In the front row, Janyce Iturra breathed a heavy sigh of relief. Then her thoughts turned heavenward. “Rest easy, my son.”

“Take the defendant into custody,” said the judge. “Sentencing on July twenty-third.”

Big, beefy bailiffs surrounded Mary and snapped on handcuffs and leg irons. Shuffling off, she looked back and saw Michaud. For a moment, their eyes locked. He nodded, the most emphatic, self-satisfied nod in the history of law enforcement.

Six days later, on July 23, 1996, Judge Lyle Velure was ready to pronounce sentence on Mary Thompson. Mary came shuffling back into the courtroom. One more time, it remained for Janyce Iturra to get in the next-to-last word in her victim’s impact statement to a hushed courtroom.

Relating for the last time the drama of her son’s death, the tragedy of the situation was lost for some in the repetition of events. But when Janyce looked at Mary and said quietly, “Who could hurt a child like this?” everyone, including the hardened court personnel, listened.

“We asked God, Why have you done this to us?” Janyce continued, “We’ve always done the right thing. Why us?” But the Almighty didn’t answer. His answer, she said, was Aaron’s death.
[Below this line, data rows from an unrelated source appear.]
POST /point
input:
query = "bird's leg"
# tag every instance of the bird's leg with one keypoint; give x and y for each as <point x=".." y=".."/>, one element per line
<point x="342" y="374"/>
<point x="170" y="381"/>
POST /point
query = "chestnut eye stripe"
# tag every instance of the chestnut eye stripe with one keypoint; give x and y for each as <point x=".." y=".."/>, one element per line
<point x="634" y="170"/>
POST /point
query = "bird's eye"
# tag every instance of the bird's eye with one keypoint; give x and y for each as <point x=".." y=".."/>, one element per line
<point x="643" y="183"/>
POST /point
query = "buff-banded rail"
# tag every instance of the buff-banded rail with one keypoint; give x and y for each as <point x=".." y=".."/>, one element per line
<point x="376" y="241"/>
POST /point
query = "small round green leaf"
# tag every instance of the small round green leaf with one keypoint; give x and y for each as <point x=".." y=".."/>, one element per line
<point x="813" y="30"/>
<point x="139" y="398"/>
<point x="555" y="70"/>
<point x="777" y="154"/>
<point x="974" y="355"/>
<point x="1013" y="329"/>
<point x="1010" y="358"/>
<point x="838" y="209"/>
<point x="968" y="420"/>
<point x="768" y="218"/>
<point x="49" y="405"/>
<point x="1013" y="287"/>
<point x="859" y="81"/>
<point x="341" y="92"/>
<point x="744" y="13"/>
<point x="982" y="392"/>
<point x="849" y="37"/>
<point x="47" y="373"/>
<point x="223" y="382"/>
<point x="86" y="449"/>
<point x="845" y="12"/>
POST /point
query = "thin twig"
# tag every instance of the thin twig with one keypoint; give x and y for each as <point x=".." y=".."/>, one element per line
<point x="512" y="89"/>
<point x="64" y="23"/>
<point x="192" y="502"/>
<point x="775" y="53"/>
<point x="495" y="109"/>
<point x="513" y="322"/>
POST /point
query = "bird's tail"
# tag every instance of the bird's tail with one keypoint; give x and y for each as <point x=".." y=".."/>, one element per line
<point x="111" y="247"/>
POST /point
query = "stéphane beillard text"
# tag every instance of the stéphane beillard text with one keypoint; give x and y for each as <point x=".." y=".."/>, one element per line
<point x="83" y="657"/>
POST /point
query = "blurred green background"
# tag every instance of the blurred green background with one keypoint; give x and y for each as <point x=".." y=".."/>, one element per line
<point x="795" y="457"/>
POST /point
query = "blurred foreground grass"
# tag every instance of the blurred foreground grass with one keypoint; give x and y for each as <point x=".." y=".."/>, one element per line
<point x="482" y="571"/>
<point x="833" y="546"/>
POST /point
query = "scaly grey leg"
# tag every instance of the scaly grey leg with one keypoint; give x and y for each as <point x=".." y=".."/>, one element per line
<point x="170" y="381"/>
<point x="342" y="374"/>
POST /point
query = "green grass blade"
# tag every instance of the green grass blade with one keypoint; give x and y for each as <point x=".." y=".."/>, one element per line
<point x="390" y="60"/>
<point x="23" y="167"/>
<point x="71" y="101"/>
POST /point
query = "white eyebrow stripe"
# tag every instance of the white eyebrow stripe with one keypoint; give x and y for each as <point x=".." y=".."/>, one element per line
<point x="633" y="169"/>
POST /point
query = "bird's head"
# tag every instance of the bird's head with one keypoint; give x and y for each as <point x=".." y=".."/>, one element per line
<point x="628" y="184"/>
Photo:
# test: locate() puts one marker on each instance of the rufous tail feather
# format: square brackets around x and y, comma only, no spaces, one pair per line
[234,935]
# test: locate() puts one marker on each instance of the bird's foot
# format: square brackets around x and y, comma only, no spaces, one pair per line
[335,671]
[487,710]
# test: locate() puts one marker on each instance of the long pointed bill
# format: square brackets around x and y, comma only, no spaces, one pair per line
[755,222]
Mary looked down and shook her head.

Since their home was still a crime scene, returning there was not an option. Instead, “We went to a friend’s house and the first thing I did was call Mary Thompson to let her hear from me what had happened. I didn’t want her to hear of Aaron’s death on the TV or radio. She was Aaron’s friend. I needed to let her know. I must have tried ten times that day. She never called me back. By the next day I gave up, knowing by this time she already knew. I kept saying, ‘I’ll see her at Aaron’s funeral, she’ll be there, she’s our friend. She cared for Aaron.’ The defendant always talked about how Aaron was such a good kid and was going to make it.”